When you do an ANOVA, you need to decide on a model to fit, and you haven't specifically told us what model you want to fit. So, we should not have to read between the lines and guess, as I am about to do, and maybe guess wrong, but really @EMCCMDoc, tell us what model you want to fit. (And by the way, your statement that it is like repeated measures with 4 different scales doesn't mean anything here, you can't have repeated measures with different scales, and so I am guessing you didn't really mean you want a repeated measures analysis, and neither I nor Reeza have provided code for a repeated measures analysis).

 

So, I'm guessing you want the equivalent of a paired T-test, but with 4 groups instead of the two that are normally in a paired t-test. Thus:

 

data have;
input PatientNumber Scale1 Scale2 Scale3 Scale4;
cards;
1  100            105         103            98
2  105            105          107         115
3   83             82            83          87
;
proc transpose data=have out=long;
by patientnumber;
var scale1-scale4;
run;

proc glm data=long;
	class patientnumber _name_;
	model col1=patientnumber _name_;
run;

And don't use PROC ANOVA here unless your entire data set has no missing values.

 

 

--
Paige Miller
PaigeMiller
Diamond | Level 26

@EMCCMDoc 

I see you have marked another answer as incorrect, and I respectfully disagree.

 

Your experimental design is EITHER a repeated measures (although I explained why it probably is not, or your explanation is flawed), or  it is the ANOVA equivalent of a paired t-test with 4 groups, and the the answer marked correct is not the right analysis for either of those designs.

--
Paige Miller
Reeza
Super User

I concur with @PaigeMiller by the way, if your experimental design is repeated measures across the same individual my solution isn't correct. I answer the question asked, but this isn't the correct analysis for your experimental design, which I did not factor in.

EMCCMDoc
Calcite | Level 5
I should clarify. I am using the term weight and scale, but I now realize this is a relatively poor analogy. What I mean are actually weight (like body mass) and a scale as in a measuring scale like you use in the bathroom. Imagine if you lined people up and measured how heavy they were using four different tools. I selected that answer as correct because, when transposed, SAS was able to solve. Whether or not that’s statistically appropriate, feel free to comment.

Yes, I’m looking for the equivalent of a paired t-test, but for four groups. I was under the impression that an anova was the appropriate test. I’m not looking to model the relationship between the four groups, simply evaluate whether or not the scales measure the weights the same.

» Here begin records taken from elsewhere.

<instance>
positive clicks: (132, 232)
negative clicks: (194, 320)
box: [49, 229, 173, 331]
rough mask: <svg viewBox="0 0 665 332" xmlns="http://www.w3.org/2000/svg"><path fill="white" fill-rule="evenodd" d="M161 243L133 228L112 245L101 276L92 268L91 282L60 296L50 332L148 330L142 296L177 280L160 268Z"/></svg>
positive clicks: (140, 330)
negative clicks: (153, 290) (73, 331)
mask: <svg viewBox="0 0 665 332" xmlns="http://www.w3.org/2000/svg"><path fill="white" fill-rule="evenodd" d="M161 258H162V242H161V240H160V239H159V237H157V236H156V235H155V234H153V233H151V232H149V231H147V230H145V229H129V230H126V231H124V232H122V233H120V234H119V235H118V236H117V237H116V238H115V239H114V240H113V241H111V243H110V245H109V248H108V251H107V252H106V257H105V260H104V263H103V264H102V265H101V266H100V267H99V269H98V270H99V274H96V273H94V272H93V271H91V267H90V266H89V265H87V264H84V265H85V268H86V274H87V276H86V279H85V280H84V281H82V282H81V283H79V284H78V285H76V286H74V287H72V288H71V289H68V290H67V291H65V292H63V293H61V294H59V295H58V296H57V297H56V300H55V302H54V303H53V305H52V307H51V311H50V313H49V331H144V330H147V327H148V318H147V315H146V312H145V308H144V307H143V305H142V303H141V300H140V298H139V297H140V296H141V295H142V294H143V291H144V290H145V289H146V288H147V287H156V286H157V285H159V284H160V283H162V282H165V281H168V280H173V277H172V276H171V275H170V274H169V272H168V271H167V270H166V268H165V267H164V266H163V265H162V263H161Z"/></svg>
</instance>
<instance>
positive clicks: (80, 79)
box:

As far as missing data, there are two missing data points for one of the four scales, but the other three are complete.

Regards.
PaigeMiller
Diamond | Level 26

Whether or not that’s statistically appropriate, feel free to comment.

Already commented. It's not appropriate.

 

I’m looking for the equivalent of a paired t-test, but for four groups. I was under the impression that an anova was the appropriate test.

A plain old ANOVA, like the one you marked correct, is the equivalent of an un-paired t-test. The code I provided is the ANOVA version of a paired t-test.

 

As far as missing data, there are two missing data points for one of the four scales, but the other three are complete.

 

Do not use PROC ANOVA, use PROC GLM.